Servidores do Judiciário invadem Alba e sessão é encerrada
Foto: Reprodução | TV Alba
Servidores do Judiciário baiano invadiram o plenário da Assembleia Legislativa da Bahia (Alba), na tarde desta terça-feira (27). Por causa do episódio, a presidente da Casa, deputada Ivana Bastos (PSD), encerrou a sessão.
O grupo fez uma caminhada pelo Centro Administrativo da Bahia (CAB), tendo a Alba como destino final. A categoria pede que o Projeto de Lei que discute o Plano de Cargos, Carreiras e Vencimento (PCCV), protocolado na última semana, seja pautado pelo legislativo.
O primeiro-secretário da Mesa Diretora, deputado Samuel Júnior (Republicanos), lamentou o ocorrido, comparando com a invasão de servidores municipais à Câmara Municipal de Salvador, na última semana.

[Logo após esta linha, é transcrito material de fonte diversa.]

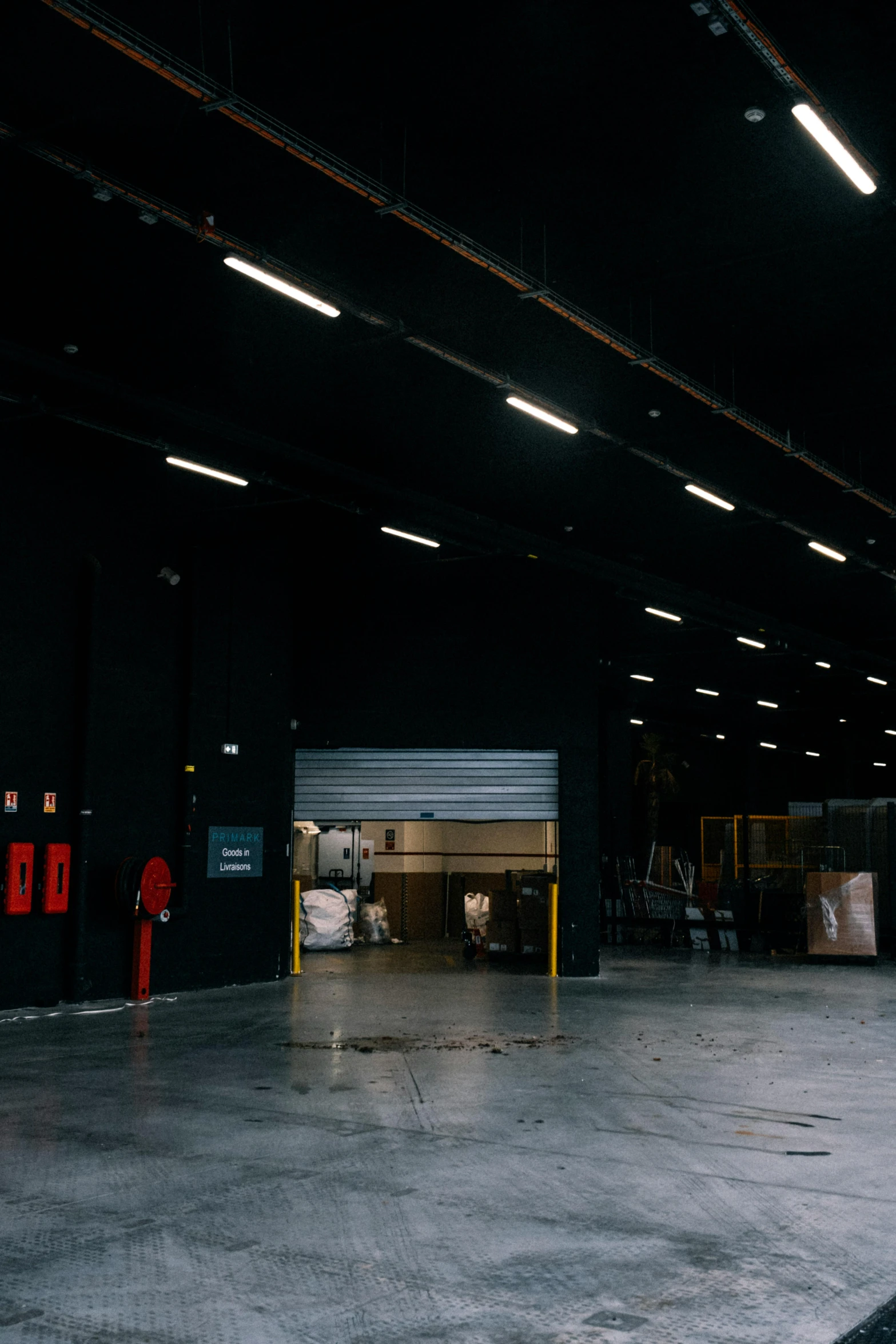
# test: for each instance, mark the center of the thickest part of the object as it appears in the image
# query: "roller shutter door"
(355, 784)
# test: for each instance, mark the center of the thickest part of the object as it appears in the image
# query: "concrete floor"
(694, 1148)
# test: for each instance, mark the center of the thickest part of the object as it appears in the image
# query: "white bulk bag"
(325, 920)
(476, 908)
(374, 922)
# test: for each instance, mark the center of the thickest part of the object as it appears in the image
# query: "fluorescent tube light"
(206, 471)
(827, 550)
(829, 143)
(281, 287)
(710, 499)
(409, 536)
(539, 414)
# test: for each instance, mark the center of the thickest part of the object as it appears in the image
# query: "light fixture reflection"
(543, 416)
(827, 550)
(206, 471)
(264, 277)
(710, 499)
(831, 144)
(410, 536)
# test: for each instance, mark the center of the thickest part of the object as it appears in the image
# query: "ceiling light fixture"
(206, 471)
(710, 499)
(281, 287)
(824, 136)
(539, 414)
(827, 550)
(410, 536)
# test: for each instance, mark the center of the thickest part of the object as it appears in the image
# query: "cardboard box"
(501, 936)
(533, 910)
(503, 906)
(841, 914)
(533, 940)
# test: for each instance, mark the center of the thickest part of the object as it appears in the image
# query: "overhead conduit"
(220, 98)
(203, 229)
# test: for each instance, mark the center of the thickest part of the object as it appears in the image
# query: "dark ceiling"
(604, 147)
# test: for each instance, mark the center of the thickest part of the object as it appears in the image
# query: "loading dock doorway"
(426, 827)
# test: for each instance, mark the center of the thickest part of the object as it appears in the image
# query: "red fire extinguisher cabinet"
(18, 880)
(57, 867)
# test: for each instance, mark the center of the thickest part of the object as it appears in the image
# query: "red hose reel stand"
(144, 888)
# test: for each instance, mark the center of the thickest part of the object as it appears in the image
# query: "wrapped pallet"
(325, 920)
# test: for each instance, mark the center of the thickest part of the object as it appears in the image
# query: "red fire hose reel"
(18, 880)
(144, 889)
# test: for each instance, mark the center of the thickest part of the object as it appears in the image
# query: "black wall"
(175, 671)
(113, 682)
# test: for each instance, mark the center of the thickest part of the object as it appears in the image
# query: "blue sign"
(236, 851)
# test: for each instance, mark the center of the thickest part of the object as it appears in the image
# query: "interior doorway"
(421, 831)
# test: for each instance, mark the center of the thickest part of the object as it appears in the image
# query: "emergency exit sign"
(236, 851)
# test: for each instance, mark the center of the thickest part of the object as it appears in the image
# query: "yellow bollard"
(296, 931)
(552, 929)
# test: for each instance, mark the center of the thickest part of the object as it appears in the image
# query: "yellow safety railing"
(297, 908)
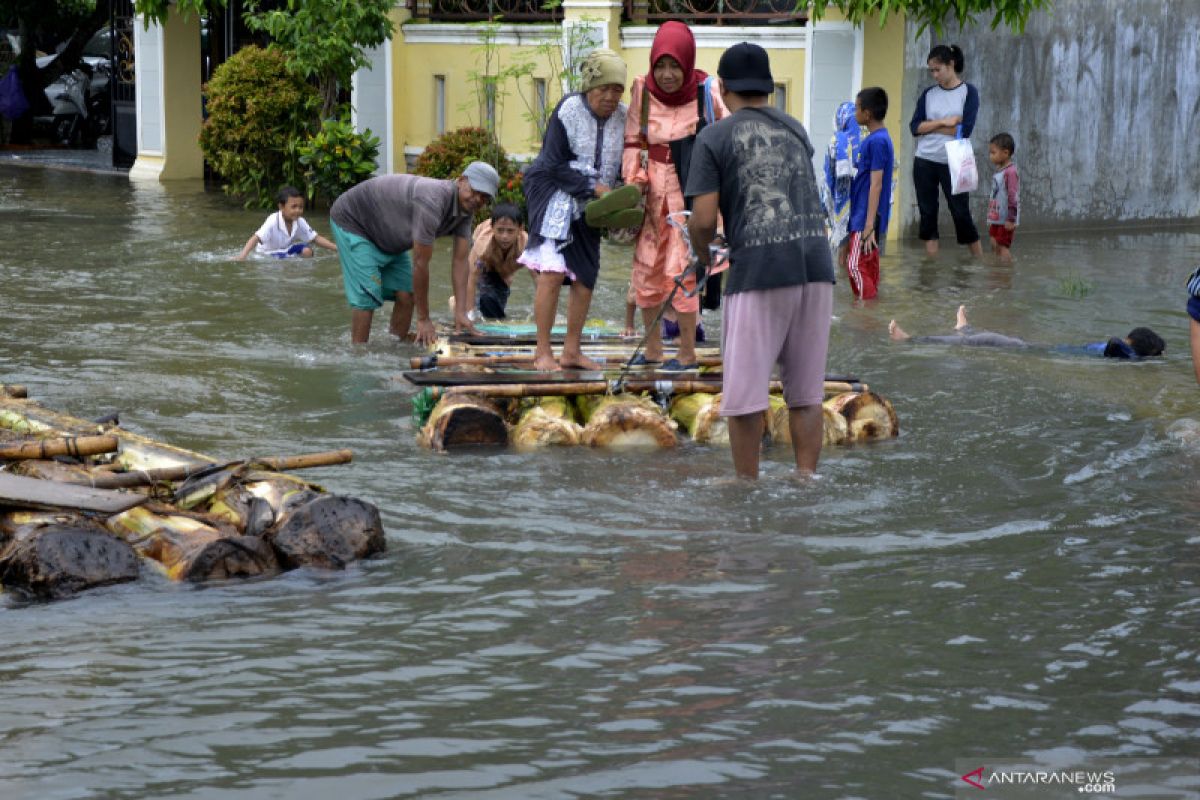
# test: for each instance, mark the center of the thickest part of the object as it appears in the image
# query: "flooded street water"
(1014, 577)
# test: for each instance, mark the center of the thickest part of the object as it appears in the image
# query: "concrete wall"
(1102, 97)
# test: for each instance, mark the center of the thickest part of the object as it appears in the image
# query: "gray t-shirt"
(940, 103)
(396, 211)
(761, 162)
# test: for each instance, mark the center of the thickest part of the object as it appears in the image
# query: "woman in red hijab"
(667, 106)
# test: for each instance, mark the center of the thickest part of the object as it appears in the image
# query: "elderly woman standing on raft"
(667, 107)
(580, 161)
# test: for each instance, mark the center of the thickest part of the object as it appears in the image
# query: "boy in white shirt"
(286, 233)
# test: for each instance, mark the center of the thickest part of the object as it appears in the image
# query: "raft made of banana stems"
(647, 414)
(114, 503)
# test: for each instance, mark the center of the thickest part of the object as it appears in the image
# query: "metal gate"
(125, 115)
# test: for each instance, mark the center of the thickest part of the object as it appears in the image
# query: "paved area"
(93, 161)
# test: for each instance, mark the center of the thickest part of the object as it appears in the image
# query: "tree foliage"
(325, 40)
(935, 13)
(258, 114)
(927, 13)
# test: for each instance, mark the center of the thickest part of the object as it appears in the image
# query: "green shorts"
(370, 276)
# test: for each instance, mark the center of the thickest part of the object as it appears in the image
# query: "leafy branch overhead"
(927, 13)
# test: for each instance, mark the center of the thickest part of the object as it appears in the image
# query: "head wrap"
(840, 158)
(600, 68)
(675, 38)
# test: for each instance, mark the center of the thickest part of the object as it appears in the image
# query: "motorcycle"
(79, 104)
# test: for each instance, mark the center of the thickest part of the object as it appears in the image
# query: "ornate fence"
(694, 12)
(718, 12)
(513, 11)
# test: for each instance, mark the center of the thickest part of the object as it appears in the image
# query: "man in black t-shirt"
(755, 167)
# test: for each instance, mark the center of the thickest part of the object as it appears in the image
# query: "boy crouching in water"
(286, 233)
(1005, 208)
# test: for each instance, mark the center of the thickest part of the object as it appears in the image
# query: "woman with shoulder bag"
(667, 107)
(942, 110)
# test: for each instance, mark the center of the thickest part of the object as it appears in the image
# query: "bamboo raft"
(87, 504)
(485, 394)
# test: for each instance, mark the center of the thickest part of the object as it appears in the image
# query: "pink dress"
(660, 253)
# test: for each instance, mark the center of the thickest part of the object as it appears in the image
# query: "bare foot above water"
(545, 364)
(579, 361)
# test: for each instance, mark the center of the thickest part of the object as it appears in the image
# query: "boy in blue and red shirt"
(1005, 208)
(870, 193)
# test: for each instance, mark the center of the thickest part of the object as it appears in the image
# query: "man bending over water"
(1139, 343)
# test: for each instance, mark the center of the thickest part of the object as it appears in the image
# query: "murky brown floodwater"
(1015, 576)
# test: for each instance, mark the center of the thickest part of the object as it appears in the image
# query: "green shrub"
(449, 154)
(336, 157)
(258, 113)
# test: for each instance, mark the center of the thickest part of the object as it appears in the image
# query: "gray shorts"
(789, 326)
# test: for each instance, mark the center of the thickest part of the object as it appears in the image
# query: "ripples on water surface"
(1015, 576)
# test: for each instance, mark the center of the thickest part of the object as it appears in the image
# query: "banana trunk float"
(834, 427)
(545, 422)
(868, 415)
(463, 420)
(192, 551)
(700, 415)
(624, 421)
(57, 554)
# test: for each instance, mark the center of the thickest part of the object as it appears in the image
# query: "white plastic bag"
(964, 175)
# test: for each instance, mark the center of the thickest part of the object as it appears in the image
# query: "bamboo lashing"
(147, 476)
(603, 386)
(60, 446)
(513, 359)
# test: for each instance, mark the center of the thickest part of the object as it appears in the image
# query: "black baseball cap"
(745, 67)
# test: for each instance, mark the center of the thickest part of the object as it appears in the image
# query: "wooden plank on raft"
(641, 377)
(33, 493)
(59, 446)
(486, 340)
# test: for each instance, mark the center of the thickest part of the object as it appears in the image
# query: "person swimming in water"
(1139, 343)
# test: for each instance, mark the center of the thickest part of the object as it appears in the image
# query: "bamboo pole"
(515, 359)
(604, 386)
(59, 446)
(147, 476)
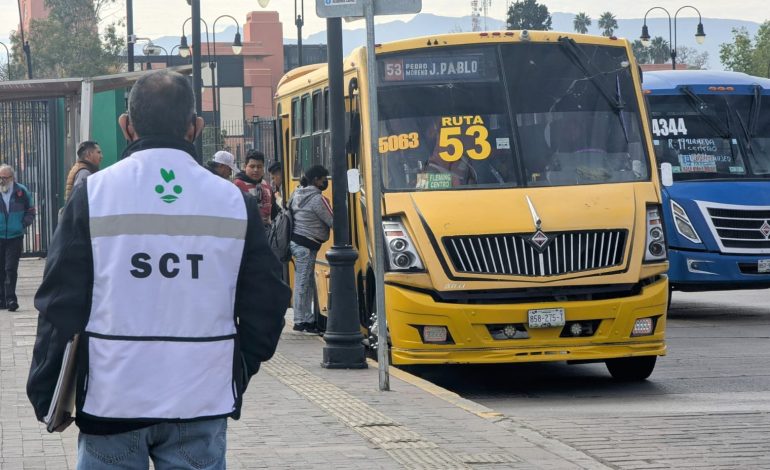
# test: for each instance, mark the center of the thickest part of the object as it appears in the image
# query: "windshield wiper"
(579, 58)
(697, 103)
(756, 105)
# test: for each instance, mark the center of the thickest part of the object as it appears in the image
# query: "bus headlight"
(656, 237)
(683, 224)
(401, 252)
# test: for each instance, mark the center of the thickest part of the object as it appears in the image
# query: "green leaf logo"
(168, 176)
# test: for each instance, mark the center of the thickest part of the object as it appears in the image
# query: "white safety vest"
(167, 238)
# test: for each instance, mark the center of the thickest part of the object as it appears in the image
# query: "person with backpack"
(312, 220)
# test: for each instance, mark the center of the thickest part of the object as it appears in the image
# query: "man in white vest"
(164, 270)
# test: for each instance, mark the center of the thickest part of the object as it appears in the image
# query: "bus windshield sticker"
(700, 163)
(392, 143)
(665, 127)
(428, 68)
(463, 135)
(434, 181)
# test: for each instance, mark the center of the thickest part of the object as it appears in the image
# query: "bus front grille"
(539, 254)
(739, 229)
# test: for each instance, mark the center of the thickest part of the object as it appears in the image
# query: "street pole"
(197, 82)
(379, 260)
(299, 22)
(25, 43)
(344, 348)
(130, 34)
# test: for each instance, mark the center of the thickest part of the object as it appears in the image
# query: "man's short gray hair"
(161, 104)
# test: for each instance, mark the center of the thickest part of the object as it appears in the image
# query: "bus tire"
(631, 369)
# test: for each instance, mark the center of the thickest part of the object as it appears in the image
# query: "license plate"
(763, 266)
(435, 334)
(546, 317)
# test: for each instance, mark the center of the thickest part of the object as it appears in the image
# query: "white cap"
(226, 158)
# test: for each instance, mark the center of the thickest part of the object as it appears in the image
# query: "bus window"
(296, 131)
(700, 142)
(327, 132)
(318, 118)
(445, 135)
(586, 129)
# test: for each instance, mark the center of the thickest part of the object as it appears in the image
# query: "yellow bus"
(521, 205)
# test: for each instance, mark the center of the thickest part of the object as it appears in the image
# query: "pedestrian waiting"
(252, 180)
(18, 213)
(312, 221)
(89, 158)
(173, 290)
(222, 164)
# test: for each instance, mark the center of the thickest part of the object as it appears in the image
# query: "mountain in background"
(718, 31)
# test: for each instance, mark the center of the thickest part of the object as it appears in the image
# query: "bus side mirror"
(354, 180)
(666, 174)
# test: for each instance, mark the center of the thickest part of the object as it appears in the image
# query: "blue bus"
(711, 132)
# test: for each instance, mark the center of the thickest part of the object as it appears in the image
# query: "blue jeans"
(192, 445)
(304, 283)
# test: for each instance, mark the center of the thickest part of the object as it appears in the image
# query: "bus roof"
(289, 83)
(662, 81)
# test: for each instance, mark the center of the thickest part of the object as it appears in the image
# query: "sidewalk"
(298, 415)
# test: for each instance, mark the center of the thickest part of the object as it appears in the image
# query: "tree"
(527, 14)
(747, 55)
(692, 58)
(659, 50)
(67, 43)
(607, 23)
(581, 23)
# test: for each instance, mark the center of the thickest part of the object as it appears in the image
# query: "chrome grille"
(741, 229)
(516, 254)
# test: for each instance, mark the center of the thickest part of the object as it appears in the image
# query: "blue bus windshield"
(711, 136)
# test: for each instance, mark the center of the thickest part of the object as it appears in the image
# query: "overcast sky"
(155, 18)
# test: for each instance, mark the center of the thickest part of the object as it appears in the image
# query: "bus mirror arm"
(666, 174)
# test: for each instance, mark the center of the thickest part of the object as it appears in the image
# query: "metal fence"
(238, 137)
(28, 143)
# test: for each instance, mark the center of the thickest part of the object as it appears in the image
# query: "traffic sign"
(352, 8)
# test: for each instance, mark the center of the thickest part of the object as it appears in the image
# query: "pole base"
(341, 353)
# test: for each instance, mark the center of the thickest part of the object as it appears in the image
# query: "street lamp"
(8, 60)
(237, 48)
(184, 51)
(151, 49)
(700, 35)
(298, 21)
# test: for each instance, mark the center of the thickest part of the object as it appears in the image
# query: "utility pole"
(197, 81)
(25, 43)
(130, 33)
(344, 348)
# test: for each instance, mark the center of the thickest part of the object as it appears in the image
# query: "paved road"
(707, 405)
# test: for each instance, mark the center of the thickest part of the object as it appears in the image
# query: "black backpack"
(281, 229)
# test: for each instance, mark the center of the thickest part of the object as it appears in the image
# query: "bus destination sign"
(443, 68)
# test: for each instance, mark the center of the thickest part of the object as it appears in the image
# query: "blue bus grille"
(741, 229)
(519, 255)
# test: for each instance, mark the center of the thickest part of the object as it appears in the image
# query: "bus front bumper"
(473, 329)
(700, 271)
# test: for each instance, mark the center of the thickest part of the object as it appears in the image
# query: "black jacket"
(64, 299)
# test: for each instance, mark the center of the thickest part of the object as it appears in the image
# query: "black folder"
(61, 413)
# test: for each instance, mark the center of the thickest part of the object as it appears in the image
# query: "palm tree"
(607, 23)
(581, 23)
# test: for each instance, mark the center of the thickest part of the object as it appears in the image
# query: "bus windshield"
(711, 136)
(509, 115)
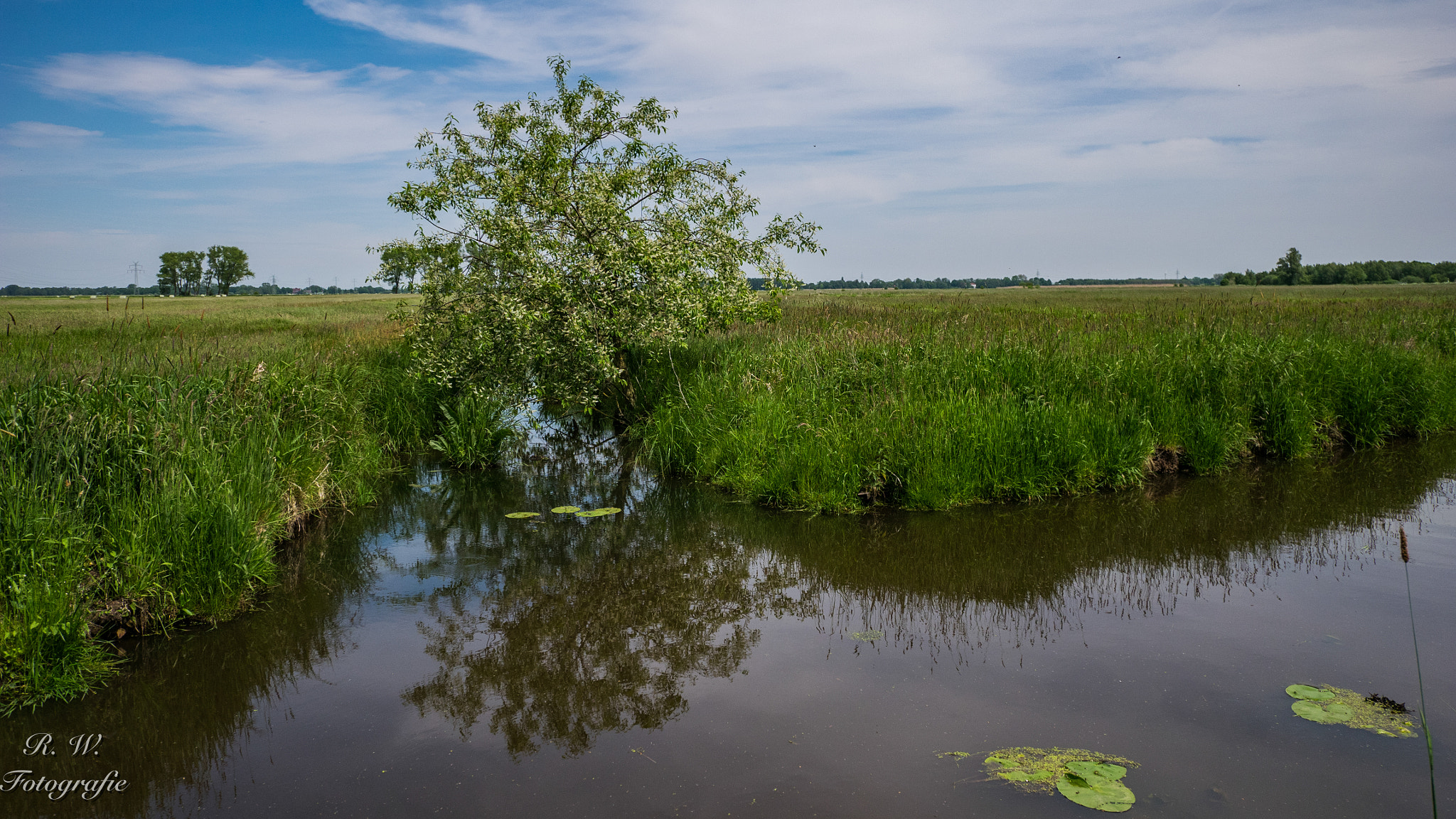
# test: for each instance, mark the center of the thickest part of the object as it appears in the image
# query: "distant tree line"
(184, 273)
(1289, 270)
(402, 261)
(267, 289)
(976, 283)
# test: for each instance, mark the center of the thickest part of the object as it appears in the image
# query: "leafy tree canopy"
(226, 266)
(181, 272)
(577, 241)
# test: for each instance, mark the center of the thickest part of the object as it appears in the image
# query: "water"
(698, 656)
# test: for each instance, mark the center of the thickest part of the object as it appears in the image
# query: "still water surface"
(698, 656)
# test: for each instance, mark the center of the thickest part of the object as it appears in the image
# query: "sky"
(958, 139)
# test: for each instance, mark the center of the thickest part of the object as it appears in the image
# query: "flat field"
(941, 398)
(154, 454)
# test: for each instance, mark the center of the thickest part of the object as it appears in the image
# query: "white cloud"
(933, 136)
(44, 134)
(259, 112)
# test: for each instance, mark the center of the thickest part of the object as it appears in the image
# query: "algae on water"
(1340, 706)
(1085, 777)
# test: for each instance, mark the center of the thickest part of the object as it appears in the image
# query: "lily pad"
(1103, 770)
(1327, 713)
(1085, 777)
(1097, 793)
(1025, 776)
(1308, 692)
(1337, 706)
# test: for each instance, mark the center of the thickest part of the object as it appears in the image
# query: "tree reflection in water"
(560, 630)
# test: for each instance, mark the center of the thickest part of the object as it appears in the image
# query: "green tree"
(404, 261)
(1289, 270)
(397, 261)
(580, 240)
(181, 273)
(226, 266)
(169, 276)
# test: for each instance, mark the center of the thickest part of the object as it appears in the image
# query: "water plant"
(1085, 777)
(473, 430)
(1340, 706)
(1410, 602)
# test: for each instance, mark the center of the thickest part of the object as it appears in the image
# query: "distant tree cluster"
(267, 289)
(978, 283)
(1289, 270)
(197, 273)
(402, 261)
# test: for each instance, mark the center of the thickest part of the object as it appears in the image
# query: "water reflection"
(560, 630)
(555, 633)
(190, 703)
(1019, 576)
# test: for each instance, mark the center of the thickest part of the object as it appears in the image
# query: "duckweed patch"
(1327, 705)
(1085, 777)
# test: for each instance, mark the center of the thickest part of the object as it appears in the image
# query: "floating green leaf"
(1339, 706)
(1308, 692)
(1025, 777)
(1085, 777)
(1097, 793)
(1327, 713)
(1103, 770)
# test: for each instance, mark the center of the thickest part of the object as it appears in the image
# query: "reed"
(150, 462)
(932, 401)
(1420, 682)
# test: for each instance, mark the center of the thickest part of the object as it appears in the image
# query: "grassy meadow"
(943, 398)
(154, 452)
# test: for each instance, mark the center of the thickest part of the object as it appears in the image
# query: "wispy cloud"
(259, 112)
(44, 134)
(928, 136)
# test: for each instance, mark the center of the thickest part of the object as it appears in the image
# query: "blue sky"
(961, 139)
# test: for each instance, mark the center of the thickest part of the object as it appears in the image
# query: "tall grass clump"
(152, 461)
(932, 401)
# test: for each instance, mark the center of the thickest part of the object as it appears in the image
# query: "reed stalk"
(1410, 602)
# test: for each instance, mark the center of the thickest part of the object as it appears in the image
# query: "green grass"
(152, 458)
(933, 400)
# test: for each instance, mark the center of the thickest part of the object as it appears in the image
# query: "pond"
(700, 656)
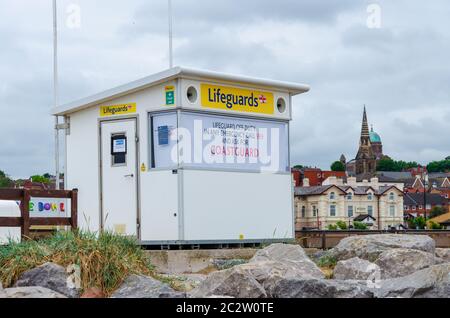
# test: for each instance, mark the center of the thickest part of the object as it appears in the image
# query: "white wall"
(224, 205)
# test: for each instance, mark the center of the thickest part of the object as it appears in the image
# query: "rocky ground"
(369, 266)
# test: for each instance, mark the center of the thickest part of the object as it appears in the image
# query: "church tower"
(365, 158)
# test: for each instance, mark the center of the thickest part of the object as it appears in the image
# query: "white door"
(119, 176)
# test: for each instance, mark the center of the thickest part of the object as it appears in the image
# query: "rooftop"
(170, 74)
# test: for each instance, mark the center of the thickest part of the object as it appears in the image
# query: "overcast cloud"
(400, 70)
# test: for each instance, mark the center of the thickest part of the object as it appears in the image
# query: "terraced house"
(320, 206)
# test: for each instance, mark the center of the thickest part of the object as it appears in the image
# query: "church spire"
(365, 125)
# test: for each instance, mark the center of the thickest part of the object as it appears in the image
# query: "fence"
(25, 221)
(329, 239)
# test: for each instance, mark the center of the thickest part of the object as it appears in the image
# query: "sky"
(392, 56)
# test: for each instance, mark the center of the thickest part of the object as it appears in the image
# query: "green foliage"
(105, 259)
(439, 166)
(332, 227)
(436, 211)
(434, 225)
(337, 166)
(39, 178)
(341, 225)
(359, 225)
(419, 222)
(388, 164)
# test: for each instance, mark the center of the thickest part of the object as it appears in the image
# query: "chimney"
(351, 181)
(305, 182)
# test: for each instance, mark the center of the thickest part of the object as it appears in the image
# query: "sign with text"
(115, 110)
(49, 207)
(220, 142)
(236, 99)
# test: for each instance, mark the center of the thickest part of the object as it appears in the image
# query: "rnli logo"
(231, 98)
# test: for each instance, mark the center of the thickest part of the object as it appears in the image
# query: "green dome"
(374, 137)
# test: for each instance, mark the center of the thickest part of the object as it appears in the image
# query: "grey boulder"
(430, 282)
(138, 286)
(319, 288)
(356, 269)
(369, 247)
(292, 256)
(402, 262)
(443, 254)
(51, 276)
(32, 292)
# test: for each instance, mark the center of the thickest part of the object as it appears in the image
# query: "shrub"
(341, 224)
(105, 259)
(359, 225)
(419, 222)
(332, 227)
(434, 225)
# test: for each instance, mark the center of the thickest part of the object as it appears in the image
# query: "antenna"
(170, 34)
(55, 91)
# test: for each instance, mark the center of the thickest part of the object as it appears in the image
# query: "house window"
(332, 210)
(350, 211)
(392, 210)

“Imagine se todas as categorias ou todos os sindicatos que em algum momento estiverem reivindicando alguma coisa ou buscando sua melhoria, que é legítima, eles resolveram invadir, ou seja, o plenário da Assembleia? Ou das Câmaras de Vereadores, onde é que nós vamos parar com isso? Onde é que está a segurança dos parlamentares?”, questionou o deputado.
O que diz o PCCV?
O projeto versa sobre a reestruturação e unificação das carreiras de servidores do Judiciário baiano, alterando as legislações anteriores. Segundo o Sindicato dos Servidores do Poder Judiciário do Estado da Bahia (SINPOJUD), o atual plano se encontra defasado, não atendendo mais às demandas da categoria.
“O atual Plano de Cargos, Carreiras e Vencimentos (PCCV) dos servidores do Judiciário baiano, instituído pela Lei nº 11.170/2008, encontra-se totalmente defasado, não acompanhando a evolução das funções e responsabilidades da categoria. Desde então, os servidores aguardam uma reformulação que valorize suas carreiras e estabeleça critérios justos para a progressão funcional”, diz trecho da nota divulgada pelo sindicato.
Alba se manifesta
A Assembleia Legislativa da Bahia (ALBA) repudiou a invasão dos servidores do Judiciário durante a sessão plenária nesta terça-feira, 27. Em nota, a presidente Ivana Bastos (PSD) reafirmou o compromisso com o diálogo para tramitação de qualquer projeto na casa.
“Nosso compromisso com o diálogo e com os direitos dos trabalhadores permanece firme. Mas a invasão de um espaço democrático, como o plenário desta Casa, rompe qualquer possibilidade de construção coletiva e impede o funcionamento legítimo do Parlamento”, afirmou a chefe do Legislativo.
A legisladora ainda afirmou que a casa havia se reunido com representantes do movimento grevista, na tentativa de buscar um consenso.
“Infelizmente, nesta ocasião, as propostas de diálogo foram recusadas. A mobilização optou pelo enfrentamento, e não pela escuta. Lamentamos profundamente. A Assembleia é e continuará sendo a Casa do Povo, mas dentro dos princípios que sustentam o estado democrático de direito, onde a convivência respeitosa é base para qualquer avanço coletivo”, completou.